Kernel-convoluted Deep Neural Networks with Data Augmentation

TL;DR

This paper introduces kernel-convoluted models combined with data augmentation via Mixup to enhance smoothness, generalization, and adversarial robustness in deep neural networks, supported by theoretical analysis and empirical results.

Contribution

It proposes a new class of kernel-convoluted models with explicit smoothness constraints and extends them with Mixup, providing risk analysis and demonstrating improved performance.

Findings

KCM with Mixup outperforms standard Mixup in generalization.

Theoretical risk bounds show no slower convergence than original models.

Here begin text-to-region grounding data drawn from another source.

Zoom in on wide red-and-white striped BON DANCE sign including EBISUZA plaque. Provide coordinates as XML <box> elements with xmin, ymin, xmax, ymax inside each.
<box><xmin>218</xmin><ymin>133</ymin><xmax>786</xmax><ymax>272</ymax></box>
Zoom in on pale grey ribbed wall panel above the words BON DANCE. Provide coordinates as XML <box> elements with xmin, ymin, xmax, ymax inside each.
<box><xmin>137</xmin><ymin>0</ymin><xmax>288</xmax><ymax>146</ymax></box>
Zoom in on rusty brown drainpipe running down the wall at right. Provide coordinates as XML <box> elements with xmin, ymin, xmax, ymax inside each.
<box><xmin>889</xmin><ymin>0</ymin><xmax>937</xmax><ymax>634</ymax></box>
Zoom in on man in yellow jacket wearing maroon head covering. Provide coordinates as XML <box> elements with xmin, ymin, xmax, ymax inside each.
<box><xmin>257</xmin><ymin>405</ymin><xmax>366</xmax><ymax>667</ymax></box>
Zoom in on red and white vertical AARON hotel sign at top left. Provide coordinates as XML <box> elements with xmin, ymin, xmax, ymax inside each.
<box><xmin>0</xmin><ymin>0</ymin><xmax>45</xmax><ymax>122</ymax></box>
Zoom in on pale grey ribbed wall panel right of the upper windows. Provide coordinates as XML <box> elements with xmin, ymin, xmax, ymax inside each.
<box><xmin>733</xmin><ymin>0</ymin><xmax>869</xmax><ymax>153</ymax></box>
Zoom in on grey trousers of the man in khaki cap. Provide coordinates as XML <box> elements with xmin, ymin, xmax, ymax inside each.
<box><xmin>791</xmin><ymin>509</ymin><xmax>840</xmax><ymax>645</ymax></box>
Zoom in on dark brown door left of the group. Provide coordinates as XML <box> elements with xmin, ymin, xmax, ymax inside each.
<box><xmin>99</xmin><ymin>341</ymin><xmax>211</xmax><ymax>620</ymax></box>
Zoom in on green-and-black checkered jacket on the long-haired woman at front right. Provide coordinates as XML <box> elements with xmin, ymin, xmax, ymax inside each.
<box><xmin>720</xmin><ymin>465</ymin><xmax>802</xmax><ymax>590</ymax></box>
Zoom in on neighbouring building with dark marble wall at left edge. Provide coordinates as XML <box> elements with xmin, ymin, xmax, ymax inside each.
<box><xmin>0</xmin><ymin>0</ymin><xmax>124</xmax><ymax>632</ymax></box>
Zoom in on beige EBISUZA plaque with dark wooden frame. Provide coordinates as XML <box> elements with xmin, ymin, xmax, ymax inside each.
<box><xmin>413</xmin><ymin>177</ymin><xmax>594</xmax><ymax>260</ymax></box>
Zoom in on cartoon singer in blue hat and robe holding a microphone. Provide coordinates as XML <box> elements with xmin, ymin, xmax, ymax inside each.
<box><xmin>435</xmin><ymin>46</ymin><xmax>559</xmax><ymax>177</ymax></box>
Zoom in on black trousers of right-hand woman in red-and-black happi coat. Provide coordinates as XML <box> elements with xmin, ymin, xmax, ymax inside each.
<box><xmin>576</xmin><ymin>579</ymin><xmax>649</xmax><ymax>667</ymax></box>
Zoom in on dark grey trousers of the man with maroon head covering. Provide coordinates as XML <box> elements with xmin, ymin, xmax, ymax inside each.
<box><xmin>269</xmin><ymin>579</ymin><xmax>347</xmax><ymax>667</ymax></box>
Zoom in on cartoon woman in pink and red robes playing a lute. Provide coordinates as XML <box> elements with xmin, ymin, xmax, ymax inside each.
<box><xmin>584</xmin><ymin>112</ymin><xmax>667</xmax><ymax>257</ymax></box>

Empirical results on CIFAR datasets confirm improved robustness and accuracy.

Abstract

The Mixup method (Zhang et al. 2018), which uses linearly interpolated data, has emerged as an effective data augmentation tool to improve generalization performance and the robustness to adversarial examples. The motivation is to curtail undesirable oscillations by its implicit model constraint to behave linearly at in-between observed data points and promote smoothness. In this work, we formally investigate this premise, propose a way to explicitly impose smoothness constraints, and extend it to incorporate with implicit model constraints. First, we derive a new function class composed of kernel-convoluted models (KCM) where the smoothness constraint is directly imposed by locally averaging the original functions with a kernel function. Second, we propose to incorporate the Mixup method into KCM to expand the domains of smoothness. In both cases of KCM and the KCM adapted with the Mixup, we provide risk analysis, respectively, under some conditions for kernels. We show that the upper bound of the excess risk is not slower than that of the original function class. The upper bound of the KCM with the Mixup remains dominated by that of the KCM if the perturbation of the Mixup vanishes faster than \(O(n^{-1/2})\) where \(n\) is a sample size. Using CIFAR-10 and CIFAR-100 datasets, our experiments demonstrate that the KCM with the Mixup outperforms the Mixup method in terms of generalization and robustness to adversarial examples.